Director: Laura Matula
Starring: Nan Gurley, John Schuck, Carrie Tillis
Distributor: Trafalgar
Runtime: 143 mins. Reviewed in Aug 2023
Reviewer: Fr Peter Malone msc
| JustWatch |
Rating notes: Holocaust themes; mild violence

A beautifully filmed stage-play adaption of the story of Corrie Ten Boom and her family who risked everything to hide Jewish refugees in their home in the Netherlands during World War II.

The first thing to say is that this is a worthy drama. It is the story of Corrie ten Boom, her sister, Betsie, father Casper, and extended family, who saved 800 Jews during World War II, hiding them in their house in Harlem, Holland. It would be seen as a complementary story to The Diary of Anne Frank. Corrie wrote the story of the hiding of the Jews as well as the internment of Betsie and herself in Ravensbruck concentration camp. There was a faith-based version of the story in the 1975 film of the same name, starring Julie Harris as Corrie.

The second thing to say is that this is a filmed version of a theatrical performance. On the one hand, it is valuable to have a version of a theatre event. On the other, the audience response to a filmed play is different from that for the cinematic treatment of a drama. It is stagebound and it is over to the inventiveness of the director and camera crew, and editors, to find the right angles, the close-ups, movement, for a cinematic response. The performances can be stagebound as well – theatrical, stylised.

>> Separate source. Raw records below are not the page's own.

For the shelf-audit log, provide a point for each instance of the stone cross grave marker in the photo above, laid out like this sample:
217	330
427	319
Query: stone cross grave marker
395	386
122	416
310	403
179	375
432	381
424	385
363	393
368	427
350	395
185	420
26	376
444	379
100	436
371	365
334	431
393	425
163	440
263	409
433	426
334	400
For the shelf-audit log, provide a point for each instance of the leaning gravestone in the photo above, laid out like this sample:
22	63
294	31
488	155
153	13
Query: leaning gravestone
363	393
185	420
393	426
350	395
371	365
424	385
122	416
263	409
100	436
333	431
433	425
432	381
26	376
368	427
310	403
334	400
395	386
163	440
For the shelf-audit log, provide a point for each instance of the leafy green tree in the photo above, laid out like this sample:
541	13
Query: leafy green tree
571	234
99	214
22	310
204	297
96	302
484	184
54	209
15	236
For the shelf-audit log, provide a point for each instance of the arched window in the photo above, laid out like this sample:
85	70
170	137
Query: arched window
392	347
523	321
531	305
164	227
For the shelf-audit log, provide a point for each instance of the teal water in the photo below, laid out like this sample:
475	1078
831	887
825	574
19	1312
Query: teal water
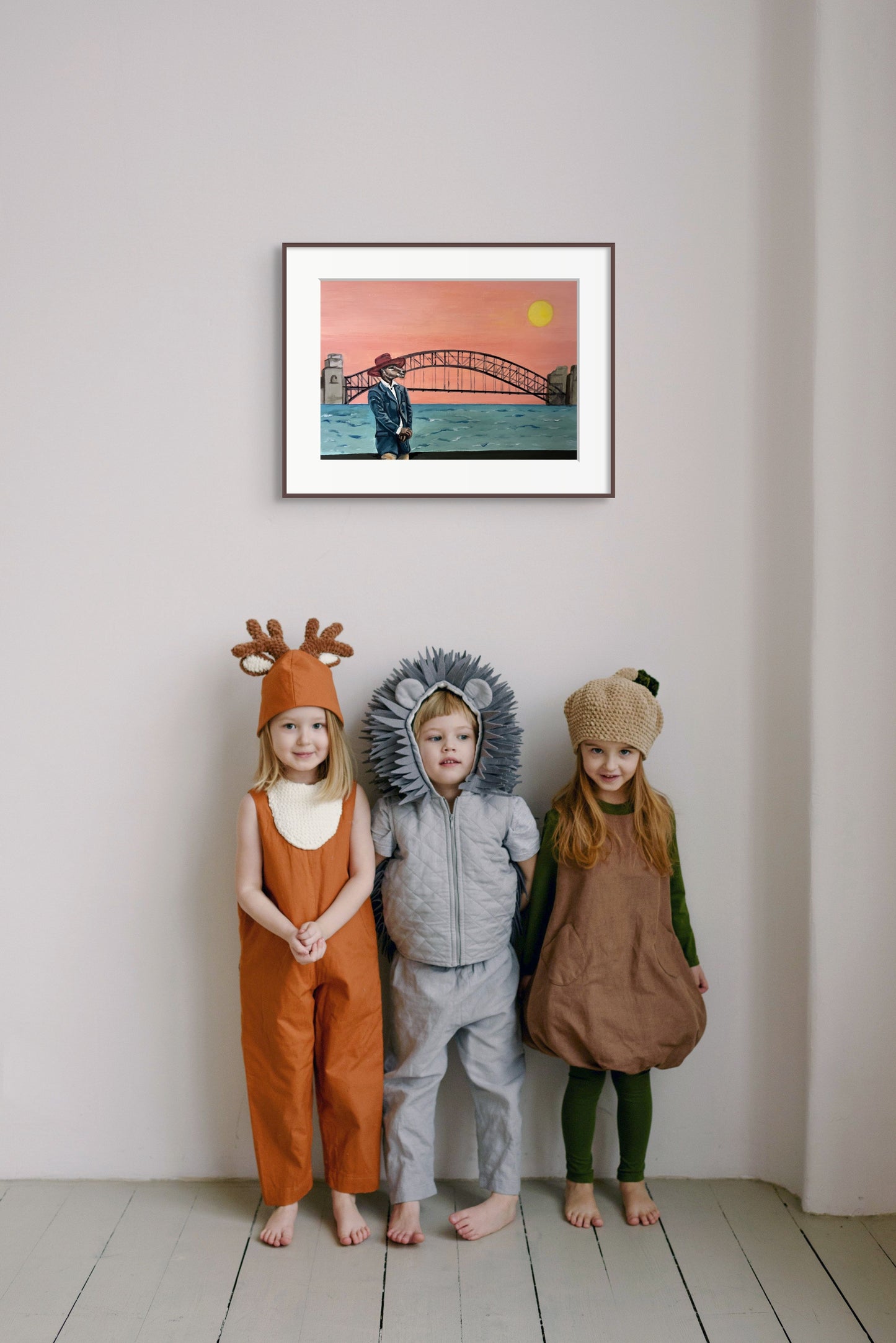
456	429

Having said that, it is to the credit of Rabbit Room Theatre to have staged The Hiding Place, written by AS Peterson based on the book. And, to the theatre’s credit, it has filmed a performance in Nashville.

The theatrical effect is immediately evident as members of the cast come on stage, suitcases, searching, indication of what is to come. Throughout the play, the older Corrie speaks to the audience, is interrogated by a Nazi official, but with scenes of flashbacks, to her watchmaker father and his shop, to her sister, Betsie, and the love in the family.

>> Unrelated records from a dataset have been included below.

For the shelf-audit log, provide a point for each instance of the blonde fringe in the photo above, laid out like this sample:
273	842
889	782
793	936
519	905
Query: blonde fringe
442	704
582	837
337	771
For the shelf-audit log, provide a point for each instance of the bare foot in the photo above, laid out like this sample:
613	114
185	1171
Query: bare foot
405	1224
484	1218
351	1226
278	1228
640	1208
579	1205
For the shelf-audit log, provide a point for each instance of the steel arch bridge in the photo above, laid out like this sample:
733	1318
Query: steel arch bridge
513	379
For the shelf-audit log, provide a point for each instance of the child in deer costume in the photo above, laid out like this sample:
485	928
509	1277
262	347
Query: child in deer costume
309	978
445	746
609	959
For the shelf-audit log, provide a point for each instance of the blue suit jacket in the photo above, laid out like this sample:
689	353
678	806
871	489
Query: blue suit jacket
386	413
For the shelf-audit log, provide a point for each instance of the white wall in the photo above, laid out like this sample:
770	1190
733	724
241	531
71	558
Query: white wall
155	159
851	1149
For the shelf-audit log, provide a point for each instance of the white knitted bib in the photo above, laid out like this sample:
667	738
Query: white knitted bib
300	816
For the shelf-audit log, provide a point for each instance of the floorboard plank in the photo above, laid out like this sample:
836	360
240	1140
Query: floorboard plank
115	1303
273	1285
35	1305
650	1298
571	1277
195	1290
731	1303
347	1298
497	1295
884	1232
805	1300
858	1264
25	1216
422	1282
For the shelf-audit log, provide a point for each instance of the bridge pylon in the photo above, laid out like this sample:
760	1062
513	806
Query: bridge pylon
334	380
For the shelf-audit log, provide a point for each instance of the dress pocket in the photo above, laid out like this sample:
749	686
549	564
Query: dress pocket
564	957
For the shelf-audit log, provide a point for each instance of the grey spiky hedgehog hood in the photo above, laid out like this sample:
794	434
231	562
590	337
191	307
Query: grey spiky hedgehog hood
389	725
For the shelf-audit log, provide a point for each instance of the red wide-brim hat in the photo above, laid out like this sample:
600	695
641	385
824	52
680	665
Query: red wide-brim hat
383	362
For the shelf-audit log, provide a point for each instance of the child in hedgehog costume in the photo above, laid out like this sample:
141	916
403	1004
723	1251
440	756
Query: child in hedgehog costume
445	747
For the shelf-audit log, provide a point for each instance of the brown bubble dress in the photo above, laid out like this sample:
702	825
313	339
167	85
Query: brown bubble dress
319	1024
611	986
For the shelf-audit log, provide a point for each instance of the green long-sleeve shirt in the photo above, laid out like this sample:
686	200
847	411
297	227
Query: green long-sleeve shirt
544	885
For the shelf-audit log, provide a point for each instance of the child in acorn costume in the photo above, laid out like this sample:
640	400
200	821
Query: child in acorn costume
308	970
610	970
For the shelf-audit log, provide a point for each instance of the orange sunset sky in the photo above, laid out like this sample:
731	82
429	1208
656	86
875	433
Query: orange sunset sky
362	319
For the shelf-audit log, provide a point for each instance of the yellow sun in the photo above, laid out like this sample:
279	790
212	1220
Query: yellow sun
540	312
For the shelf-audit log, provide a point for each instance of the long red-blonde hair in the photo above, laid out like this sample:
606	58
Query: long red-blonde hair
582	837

However, the main action is the beginning of the invasion of Holland with Jewish refugees. The Dutch underground shelters Jews, finding food cards to sustain them, eventually coming to the ten Boom shop, where they are hidden, fed and housed before they able to be moved on – with, as has been noted, 800 Jews saved from being taken to the concentration camps.

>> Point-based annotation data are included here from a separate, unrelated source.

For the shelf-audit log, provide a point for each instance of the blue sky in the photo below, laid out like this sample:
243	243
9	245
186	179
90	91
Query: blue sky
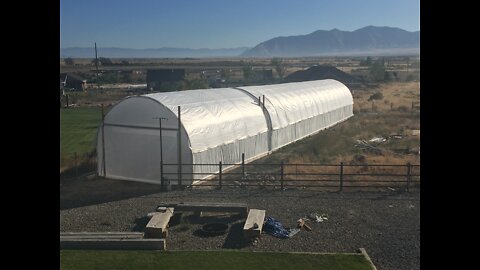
220	23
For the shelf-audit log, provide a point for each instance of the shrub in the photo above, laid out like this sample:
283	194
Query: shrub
375	96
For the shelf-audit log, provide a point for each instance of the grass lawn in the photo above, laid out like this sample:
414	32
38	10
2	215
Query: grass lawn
208	260
78	127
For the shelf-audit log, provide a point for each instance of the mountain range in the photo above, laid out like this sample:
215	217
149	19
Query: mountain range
367	40
370	40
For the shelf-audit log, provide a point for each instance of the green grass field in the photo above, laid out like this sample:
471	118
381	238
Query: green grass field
207	260
78	127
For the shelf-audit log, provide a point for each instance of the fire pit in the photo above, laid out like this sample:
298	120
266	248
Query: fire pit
214	229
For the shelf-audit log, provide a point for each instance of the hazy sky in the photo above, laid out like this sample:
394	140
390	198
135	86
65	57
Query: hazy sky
220	23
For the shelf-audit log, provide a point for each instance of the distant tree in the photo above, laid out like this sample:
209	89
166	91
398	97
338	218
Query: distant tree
103	61
377	70
367	62
195	84
279	66
127	77
225	73
69	61
247	72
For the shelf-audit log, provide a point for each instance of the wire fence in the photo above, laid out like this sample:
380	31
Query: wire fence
330	177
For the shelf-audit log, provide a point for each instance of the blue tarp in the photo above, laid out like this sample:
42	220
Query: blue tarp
275	228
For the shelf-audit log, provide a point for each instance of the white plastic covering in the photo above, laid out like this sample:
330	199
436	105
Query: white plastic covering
216	125
300	109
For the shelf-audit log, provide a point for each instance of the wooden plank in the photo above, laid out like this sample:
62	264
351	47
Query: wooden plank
157	226
254	223
113	244
241	208
102	234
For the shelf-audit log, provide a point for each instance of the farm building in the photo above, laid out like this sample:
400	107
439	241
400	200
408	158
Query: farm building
155	77
72	82
211	125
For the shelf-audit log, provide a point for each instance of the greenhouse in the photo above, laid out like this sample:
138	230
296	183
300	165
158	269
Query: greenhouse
192	131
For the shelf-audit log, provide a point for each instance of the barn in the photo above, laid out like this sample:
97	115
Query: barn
195	128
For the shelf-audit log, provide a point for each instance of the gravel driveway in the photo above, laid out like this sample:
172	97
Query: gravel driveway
386	224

The ten Booms were Dutch Calvinists, so lived by a strict interpretation of God’s will, of Christian love, and it being tested by extremes, the challenges of forgiveness. This is particularly the case when an arrogant young German comes to work in the shop, smugly superior, eventually joining the army, patrolling in Harlem, seen at Ravensbruck – and, at the end, the focus for Corrie and forgiveness.

Gurley is particularly forceful in the role of Corrie, not a simple saintly character, but generous, fearful, angry, challenged by Christian charity demands of forgiveness.

There is some tension in the hiding sequences, even more tension when the family is arrested, taken prisoner, then to the concentration camp.

When Corrie returns home, she wants a memorial to what has happened and begins travelling around the world in a mission of remembrance of the suffering and death in the Holocaust, and the consequences for the world.